Mama lui rendit son sourire. Des ridules avaient fait leur apparition au coin de ses yeux.

— Je ne veux pas m'avancer, mais tu pourrais être rudit de sagesse.

— Merci, Mama.

— Bon, je crois que je t'ai assez donné à faire, je ne vais pas te retarder dans tes tâches…

— J'ai juste un petit soucis.

Mama arqua un sourcil alors qu'elle se retournait déjà pour partir.

— Un soucis ?

— Je dois faire un poulet pour ce midi, mais il n'y en a pas dans la réserve… j'imagine que… enfin je ne sais pas où ça se…

Le rire de Mama explosa sous l'abri. Kamu la regarda s'esclaffer, inédit.

— Pardon, se reprit-elle en ricanant, Kamu, aaah… la réserve de poulets est devant toi, mon garçon.

— Devant…

Le poulailler. Évidemment. Il l'avait toujours su, quelque part, au vu du nombre de fois où lui, Molly, et Costa, s'en étaient allés les nourrir pour découvrir que leur favorite manquait à l'appel.

— Mais, Mama, elles sont… elles sont vivantes, enfin, ça ne se cuisine pas comme ça, il faudrait…

— Qu'elle soit morte ? Je t'ai déjà vu plus perspicace.

— Mais alors… est-ce-que… je dois attendre que l'une d'entre elles meure ?

— Attendre qu'elle meure ? Gloussa Mama. Non, tu va faire exactement la même chose que tu as faite pendant toute cette heure : abattre cette hache. Tu verras qu'il ne faudra pas attendre longtemps pour qu'elle soit morte.

Sans l'effort de ses muscles pour le réchauffer, Kamu fut pris d'un froid soudain. Il passa nerveusement son doigt sur les reliefs de son avant-bras, épiant le poulailler en frissonnant. Roussette troisième du nom secouait joyeusement son derrière sous le regard éteint de Kob, quatrième du nom.

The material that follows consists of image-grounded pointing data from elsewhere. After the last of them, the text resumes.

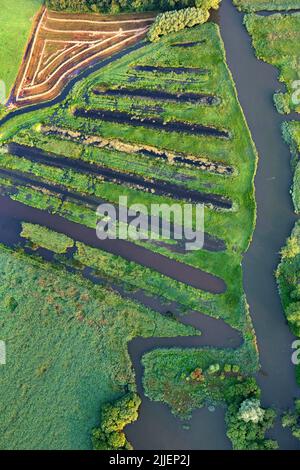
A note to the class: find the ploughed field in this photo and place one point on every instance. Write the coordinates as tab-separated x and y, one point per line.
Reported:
64	44
276	41
58	164
84	153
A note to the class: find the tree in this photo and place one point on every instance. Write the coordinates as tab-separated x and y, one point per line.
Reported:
115	416
173	21
250	410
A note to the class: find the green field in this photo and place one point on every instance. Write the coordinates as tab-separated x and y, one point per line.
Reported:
17	16
291	134
276	41
258	5
59	130
288	278
226	115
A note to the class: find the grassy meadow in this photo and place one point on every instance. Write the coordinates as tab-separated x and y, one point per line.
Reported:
66	343
15	25
276	41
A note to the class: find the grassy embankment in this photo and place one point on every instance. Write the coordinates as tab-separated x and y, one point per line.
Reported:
15	25
66	352
238	151
276	41
239	187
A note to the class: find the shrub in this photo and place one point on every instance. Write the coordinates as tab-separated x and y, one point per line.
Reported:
115	416
173	21
45	238
250	435
250	410
117	6
282	103
288	275
291	420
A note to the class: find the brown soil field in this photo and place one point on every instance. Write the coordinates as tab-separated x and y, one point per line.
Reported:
63	44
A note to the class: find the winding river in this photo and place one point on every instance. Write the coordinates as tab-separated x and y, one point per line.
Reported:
256	83
156	427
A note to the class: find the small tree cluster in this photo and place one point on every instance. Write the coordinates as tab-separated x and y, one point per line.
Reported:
250	410
291	420
115	416
173	21
288	277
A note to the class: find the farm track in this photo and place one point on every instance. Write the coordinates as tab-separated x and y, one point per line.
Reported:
175	270
61	46
195	98
159	187
121	117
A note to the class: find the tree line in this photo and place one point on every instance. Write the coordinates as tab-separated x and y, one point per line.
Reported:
118	6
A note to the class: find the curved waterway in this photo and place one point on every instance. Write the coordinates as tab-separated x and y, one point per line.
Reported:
256	83
156	427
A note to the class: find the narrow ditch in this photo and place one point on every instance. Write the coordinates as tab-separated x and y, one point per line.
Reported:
175	270
121	117
160	188
195	98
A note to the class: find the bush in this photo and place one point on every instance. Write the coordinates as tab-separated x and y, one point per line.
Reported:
282	103
250	435
291	420
45	238
115	416
250	411
288	275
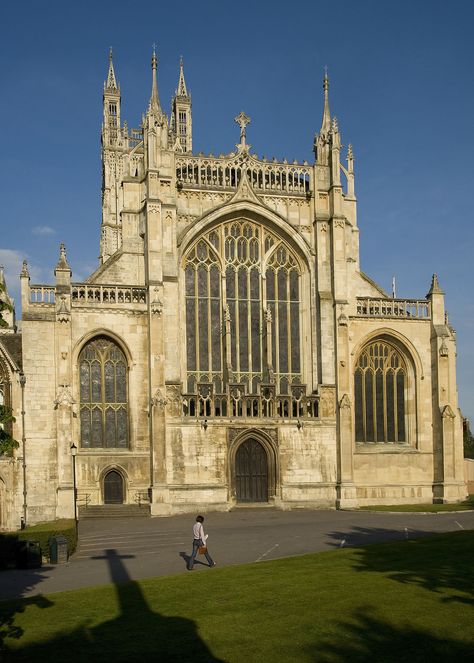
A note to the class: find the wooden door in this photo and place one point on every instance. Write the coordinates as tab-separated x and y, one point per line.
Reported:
251	472
113	488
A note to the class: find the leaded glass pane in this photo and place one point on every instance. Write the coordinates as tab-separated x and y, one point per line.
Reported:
122	428
97	437
359	418
85	381
110	432
242	255
109	375
390	406
191	334
401	405
85	428
216	334
96	379
203	336
105	363
379	400
369	404
121	382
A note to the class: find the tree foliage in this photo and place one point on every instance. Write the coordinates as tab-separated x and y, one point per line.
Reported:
468	440
4	305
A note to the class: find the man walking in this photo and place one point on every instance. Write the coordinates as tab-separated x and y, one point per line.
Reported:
199	541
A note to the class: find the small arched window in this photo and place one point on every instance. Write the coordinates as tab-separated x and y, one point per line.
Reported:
104	397
5	395
380	389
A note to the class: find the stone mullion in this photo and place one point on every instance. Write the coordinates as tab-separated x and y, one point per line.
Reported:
196	324
209	323
395	405
249	326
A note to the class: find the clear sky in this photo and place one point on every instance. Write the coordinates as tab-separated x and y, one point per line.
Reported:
401	86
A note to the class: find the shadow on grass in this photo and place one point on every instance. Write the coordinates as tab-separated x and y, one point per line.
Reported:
136	634
18	582
440	563
367	638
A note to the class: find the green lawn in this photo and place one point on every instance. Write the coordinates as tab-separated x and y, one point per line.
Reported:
467	505
406	601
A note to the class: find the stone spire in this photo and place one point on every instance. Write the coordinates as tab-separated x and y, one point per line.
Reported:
435	287
111	82
181	119
326	122
62	269
154	99
321	140
181	90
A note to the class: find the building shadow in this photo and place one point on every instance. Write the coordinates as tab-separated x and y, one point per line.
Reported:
439	563
367	638
136	634
13	583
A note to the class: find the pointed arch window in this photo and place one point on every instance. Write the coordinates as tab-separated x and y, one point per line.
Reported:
380	389
104	395
242	290
5	393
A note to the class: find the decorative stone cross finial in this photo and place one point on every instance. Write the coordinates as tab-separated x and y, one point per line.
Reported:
242	120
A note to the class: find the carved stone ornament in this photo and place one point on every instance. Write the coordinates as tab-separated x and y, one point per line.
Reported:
63	313
156	305
443	351
64	397
345	402
342	320
158	399
327	402
447	412
173	399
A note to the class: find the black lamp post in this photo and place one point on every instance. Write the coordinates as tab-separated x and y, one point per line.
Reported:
74	454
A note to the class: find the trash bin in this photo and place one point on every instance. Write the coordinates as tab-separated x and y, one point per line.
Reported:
28	555
58	549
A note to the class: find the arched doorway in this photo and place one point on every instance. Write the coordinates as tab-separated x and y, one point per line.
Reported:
113	488
251	472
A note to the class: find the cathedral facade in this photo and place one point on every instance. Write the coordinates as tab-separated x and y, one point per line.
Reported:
228	350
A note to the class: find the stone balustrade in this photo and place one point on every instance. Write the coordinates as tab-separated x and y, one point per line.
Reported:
412	309
225	173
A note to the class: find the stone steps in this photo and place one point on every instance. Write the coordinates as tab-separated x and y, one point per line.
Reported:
114	511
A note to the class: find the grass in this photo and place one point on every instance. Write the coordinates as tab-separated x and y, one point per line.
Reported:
406	601
467	505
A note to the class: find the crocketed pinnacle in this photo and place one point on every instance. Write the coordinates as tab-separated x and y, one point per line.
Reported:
326	123
182	90
154	100
435	287
111	83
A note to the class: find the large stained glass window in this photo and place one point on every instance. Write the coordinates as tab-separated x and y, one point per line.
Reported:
380	384
242	289
104	400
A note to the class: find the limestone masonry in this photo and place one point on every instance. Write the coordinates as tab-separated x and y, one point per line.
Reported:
228	349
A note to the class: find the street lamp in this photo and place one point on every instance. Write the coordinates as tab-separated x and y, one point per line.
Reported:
74	454
22	379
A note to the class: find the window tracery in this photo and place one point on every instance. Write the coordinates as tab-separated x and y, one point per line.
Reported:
380	389
103	393
242	291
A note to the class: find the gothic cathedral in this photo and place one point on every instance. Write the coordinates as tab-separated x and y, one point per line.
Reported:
228	349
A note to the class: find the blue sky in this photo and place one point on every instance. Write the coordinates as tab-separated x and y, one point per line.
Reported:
401	88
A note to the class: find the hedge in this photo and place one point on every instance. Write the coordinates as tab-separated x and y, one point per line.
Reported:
41	533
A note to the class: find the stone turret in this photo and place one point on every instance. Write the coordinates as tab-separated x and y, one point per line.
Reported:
181	114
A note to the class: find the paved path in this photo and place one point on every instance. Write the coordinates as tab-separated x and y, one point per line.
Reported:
158	546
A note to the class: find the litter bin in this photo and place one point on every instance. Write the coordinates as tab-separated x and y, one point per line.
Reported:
58	549
28	555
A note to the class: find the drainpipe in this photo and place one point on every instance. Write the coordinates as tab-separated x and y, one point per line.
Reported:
22	379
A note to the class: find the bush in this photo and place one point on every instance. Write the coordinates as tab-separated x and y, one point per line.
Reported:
41	533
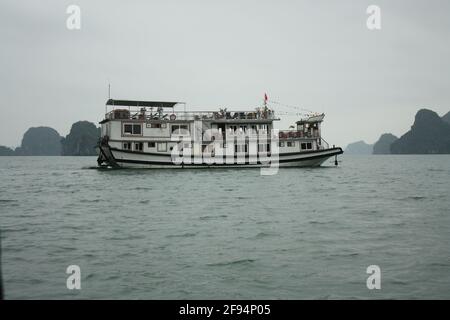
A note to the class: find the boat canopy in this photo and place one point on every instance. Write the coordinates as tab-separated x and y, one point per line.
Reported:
136	103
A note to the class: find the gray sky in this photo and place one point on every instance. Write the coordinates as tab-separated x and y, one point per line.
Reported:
318	55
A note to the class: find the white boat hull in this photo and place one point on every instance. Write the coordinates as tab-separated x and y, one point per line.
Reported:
131	159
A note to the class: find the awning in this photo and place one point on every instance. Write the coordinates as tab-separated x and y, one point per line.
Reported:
135	103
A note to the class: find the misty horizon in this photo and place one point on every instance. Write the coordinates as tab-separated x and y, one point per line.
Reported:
317	56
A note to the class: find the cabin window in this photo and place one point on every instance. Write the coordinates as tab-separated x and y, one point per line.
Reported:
156	125
162	146
127	146
135	129
239	148
182	128
138	146
263	147
306	146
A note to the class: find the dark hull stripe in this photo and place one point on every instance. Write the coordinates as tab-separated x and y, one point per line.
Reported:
222	164
338	151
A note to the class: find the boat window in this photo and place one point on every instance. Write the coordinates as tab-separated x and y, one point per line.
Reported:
182	128
127	146
306	146
135	129
162	146
156	125
240	148
138	146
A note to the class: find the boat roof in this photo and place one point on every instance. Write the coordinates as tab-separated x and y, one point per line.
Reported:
312	119
138	103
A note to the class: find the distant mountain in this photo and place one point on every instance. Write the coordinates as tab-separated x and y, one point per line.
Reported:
81	140
446	118
429	134
359	147
5	151
40	141
383	145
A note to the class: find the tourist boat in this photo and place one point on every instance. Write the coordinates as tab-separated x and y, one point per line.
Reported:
157	134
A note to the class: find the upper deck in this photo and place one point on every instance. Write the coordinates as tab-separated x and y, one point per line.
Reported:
165	111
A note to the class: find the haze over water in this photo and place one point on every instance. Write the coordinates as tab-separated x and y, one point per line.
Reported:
231	234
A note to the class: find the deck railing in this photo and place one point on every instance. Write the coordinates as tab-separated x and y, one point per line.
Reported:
286	134
190	115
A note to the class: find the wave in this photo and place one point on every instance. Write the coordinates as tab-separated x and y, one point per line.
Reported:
231	263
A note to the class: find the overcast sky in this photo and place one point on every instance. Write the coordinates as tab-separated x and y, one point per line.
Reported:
318	55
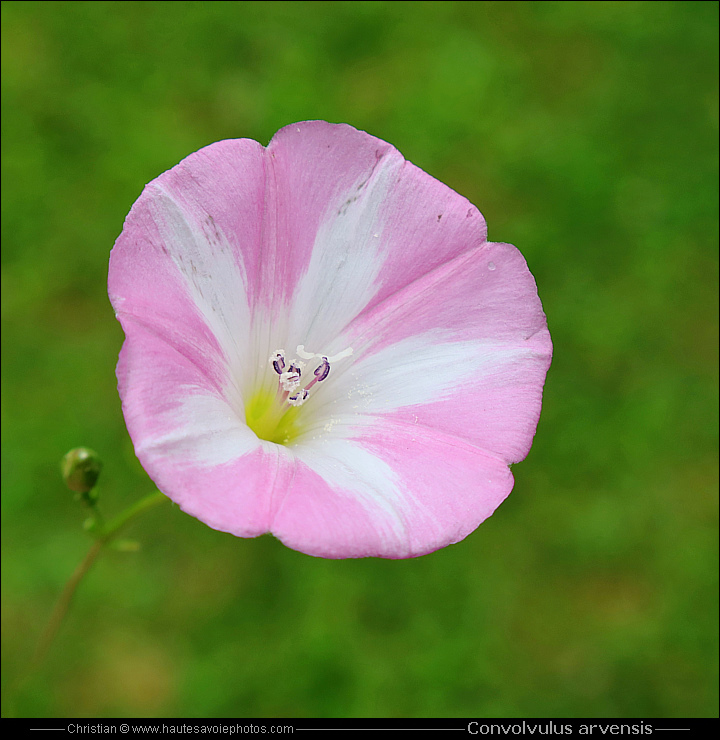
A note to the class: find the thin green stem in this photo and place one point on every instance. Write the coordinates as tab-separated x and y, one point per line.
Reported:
103	536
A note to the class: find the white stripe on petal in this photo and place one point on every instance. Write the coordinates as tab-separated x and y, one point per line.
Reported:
347	258
349	468
421	369
215	281
201	430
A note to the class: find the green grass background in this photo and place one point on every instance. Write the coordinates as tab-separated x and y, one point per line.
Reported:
586	133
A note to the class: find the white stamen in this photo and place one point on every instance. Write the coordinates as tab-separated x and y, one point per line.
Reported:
291	379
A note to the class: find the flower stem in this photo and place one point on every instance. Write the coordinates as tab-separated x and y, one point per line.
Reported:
104	535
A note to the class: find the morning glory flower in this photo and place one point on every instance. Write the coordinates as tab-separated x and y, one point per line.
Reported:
322	344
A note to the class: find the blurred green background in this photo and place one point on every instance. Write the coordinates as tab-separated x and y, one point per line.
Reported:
586	133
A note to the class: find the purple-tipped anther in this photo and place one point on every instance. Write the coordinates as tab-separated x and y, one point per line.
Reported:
322	370
278	362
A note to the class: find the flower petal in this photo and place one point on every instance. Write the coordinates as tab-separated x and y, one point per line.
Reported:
355	223
464	350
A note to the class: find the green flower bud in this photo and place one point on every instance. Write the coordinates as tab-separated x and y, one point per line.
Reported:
80	469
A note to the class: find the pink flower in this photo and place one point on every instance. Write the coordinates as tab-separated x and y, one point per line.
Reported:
322	344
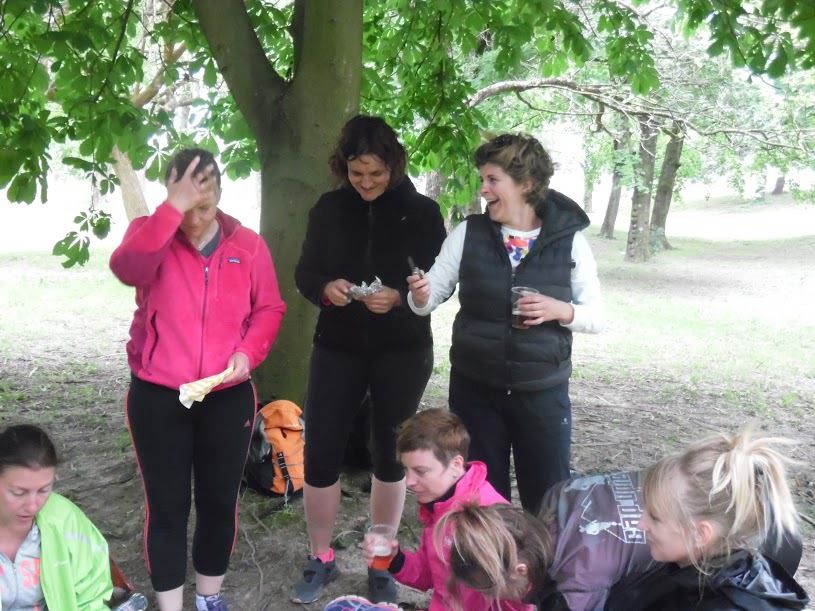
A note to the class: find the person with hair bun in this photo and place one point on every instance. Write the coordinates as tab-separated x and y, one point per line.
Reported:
569	556
51	555
709	512
511	358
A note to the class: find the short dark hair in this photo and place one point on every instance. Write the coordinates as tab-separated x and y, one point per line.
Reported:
523	158
365	135
435	429
26	445
183	158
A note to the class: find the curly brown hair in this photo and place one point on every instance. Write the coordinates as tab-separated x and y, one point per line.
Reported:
365	135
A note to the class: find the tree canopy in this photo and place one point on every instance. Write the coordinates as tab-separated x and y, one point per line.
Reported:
267	84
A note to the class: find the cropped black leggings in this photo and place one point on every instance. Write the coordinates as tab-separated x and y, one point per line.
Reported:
175	446
336	386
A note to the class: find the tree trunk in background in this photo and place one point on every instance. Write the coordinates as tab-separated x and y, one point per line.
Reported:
588	194
607	230
638	247
130	186
665	189
295	130
434	185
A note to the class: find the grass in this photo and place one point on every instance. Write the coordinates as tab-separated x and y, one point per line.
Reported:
732	319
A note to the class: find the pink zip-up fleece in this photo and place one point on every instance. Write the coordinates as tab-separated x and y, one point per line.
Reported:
193	313
424	569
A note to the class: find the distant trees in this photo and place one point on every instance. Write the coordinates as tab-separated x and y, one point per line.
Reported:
268	84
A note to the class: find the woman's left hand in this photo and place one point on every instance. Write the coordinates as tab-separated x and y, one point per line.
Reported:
240	368
383	301
538	309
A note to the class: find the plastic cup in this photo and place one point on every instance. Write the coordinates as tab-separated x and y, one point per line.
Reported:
379	537
517	317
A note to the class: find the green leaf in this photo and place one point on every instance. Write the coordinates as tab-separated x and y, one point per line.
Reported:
101	227
22	189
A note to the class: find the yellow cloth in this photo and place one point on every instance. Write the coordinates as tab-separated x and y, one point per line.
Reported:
196	391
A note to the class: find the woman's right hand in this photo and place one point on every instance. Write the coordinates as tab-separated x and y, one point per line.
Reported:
368	549
336	292
192	190
419	287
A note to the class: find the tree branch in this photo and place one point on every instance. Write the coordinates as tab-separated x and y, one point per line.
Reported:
629	106
241	60
141	97
116	49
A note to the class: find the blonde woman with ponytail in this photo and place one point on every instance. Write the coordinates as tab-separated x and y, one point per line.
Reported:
708	512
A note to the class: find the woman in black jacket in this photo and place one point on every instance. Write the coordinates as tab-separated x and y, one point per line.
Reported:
363	232
708	513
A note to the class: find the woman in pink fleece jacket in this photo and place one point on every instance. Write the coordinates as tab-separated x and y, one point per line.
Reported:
433	446
207	301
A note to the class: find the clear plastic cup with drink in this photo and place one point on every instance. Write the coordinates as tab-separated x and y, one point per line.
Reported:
379	538
517	317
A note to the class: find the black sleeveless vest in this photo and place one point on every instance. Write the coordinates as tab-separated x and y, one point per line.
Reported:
485	347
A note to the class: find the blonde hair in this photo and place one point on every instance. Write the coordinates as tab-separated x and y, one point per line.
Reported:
738	483
487	543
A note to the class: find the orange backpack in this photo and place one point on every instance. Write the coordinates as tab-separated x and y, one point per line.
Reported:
276	456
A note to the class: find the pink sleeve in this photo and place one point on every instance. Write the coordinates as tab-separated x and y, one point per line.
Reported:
144	246
267	308
415	571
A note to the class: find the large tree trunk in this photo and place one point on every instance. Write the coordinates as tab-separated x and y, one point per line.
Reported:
638	247
607	230
296	130
665	188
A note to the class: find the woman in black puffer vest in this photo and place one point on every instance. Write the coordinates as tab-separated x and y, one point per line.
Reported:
511	363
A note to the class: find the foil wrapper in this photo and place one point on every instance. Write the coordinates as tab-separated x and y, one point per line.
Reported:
365	290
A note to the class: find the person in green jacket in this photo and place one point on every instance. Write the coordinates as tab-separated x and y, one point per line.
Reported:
51	554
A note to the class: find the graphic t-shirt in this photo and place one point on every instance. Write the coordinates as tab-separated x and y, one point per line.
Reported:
20	580
518	243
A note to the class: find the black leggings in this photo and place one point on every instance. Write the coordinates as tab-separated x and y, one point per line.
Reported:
207	443
336	386
535	426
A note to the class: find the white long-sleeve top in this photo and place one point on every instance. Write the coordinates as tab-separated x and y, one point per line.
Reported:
587	300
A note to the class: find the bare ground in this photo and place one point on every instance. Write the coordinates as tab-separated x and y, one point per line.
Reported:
69	372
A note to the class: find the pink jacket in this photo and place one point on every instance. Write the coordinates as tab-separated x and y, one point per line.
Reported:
424	569
193	313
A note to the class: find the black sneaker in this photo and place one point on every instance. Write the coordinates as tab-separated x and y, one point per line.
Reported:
316	575
381	587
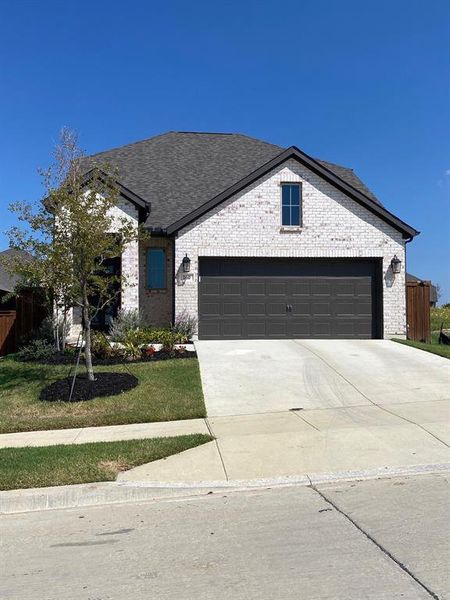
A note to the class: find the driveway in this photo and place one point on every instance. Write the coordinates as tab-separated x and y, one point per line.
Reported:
263	376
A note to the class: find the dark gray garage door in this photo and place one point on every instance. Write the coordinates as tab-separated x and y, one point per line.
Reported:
289	298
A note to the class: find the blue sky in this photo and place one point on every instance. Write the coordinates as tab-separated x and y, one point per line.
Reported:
363	84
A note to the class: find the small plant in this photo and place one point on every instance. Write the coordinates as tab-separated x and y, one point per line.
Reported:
39	349
168	339
185	326
126	321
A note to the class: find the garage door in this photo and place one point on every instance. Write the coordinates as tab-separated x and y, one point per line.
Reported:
289	298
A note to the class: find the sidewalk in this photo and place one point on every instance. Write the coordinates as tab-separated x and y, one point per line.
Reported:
84	435
296	444
279	445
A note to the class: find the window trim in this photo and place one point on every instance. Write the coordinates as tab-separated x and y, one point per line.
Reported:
147	270
300	223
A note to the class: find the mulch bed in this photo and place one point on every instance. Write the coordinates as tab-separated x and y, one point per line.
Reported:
105	384
70	359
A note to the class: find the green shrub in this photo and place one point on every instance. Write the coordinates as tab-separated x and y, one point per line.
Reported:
101	348
126	321
185	326
36	350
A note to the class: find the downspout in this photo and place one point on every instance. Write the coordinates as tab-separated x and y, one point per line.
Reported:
406	299
173	279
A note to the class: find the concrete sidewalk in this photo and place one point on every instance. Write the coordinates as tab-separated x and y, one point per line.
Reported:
280	445
84	435
295	444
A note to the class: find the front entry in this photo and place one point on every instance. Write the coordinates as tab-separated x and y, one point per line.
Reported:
289	298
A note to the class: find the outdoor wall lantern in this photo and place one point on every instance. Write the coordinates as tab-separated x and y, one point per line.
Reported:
186	264
396	265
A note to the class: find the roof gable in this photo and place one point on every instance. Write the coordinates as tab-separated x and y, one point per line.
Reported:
178	172
318	168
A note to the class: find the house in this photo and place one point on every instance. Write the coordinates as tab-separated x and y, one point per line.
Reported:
257	241
433	290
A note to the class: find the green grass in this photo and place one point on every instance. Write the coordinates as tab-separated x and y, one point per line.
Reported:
434	347
440	316
84	463
167	390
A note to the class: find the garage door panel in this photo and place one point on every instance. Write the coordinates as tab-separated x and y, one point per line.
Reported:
301	309
301	289
321	329
232	309
256	329
232	289
256	309
211	288
232	329
211	309
288	298
255	288
300	329
276	309
321	308
277	288
320	289
277	329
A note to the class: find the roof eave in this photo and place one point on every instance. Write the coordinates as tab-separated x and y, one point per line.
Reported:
143	206
293	152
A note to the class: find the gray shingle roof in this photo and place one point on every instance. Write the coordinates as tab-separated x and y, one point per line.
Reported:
177	172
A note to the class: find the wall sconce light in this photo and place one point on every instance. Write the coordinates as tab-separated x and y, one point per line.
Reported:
396	265
186	264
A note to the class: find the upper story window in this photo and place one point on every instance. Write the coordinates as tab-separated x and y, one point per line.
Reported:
291	204
156	268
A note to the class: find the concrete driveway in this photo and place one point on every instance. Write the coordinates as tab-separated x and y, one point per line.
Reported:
263	376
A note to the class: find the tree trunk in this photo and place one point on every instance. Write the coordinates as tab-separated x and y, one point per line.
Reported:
86	324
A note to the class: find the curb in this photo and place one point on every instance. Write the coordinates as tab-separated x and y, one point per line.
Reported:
100	494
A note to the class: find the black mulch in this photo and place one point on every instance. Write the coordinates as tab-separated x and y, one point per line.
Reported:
70	359
105	384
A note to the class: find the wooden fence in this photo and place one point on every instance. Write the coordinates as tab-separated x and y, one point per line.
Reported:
418	310
17	324
7	332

— Est-ce-qu'on doit vraiment manger du poulet ? Demanda-t-il.

— Oh non, mon garçon, tu n'as pas intérêt à me faire ce coup là, pas toi…

— Mais c'était juste…

— Tu en manges depuis ton arrivée ici ! Pour manger des légumes, il faut les faire pousser, et pour manger du poulet, il faut l'abattre. Il y a toujours eu quelqu'un pour préparer tout ceux que tu as mangé, et maintenant que tu es assez grand, c'est à toi de le faire.

Kamu contempla Blanchine en train de couver ses œufs. Se doutait-elle qu'il était sur le point de couper la tête à l'une de ses semblables ?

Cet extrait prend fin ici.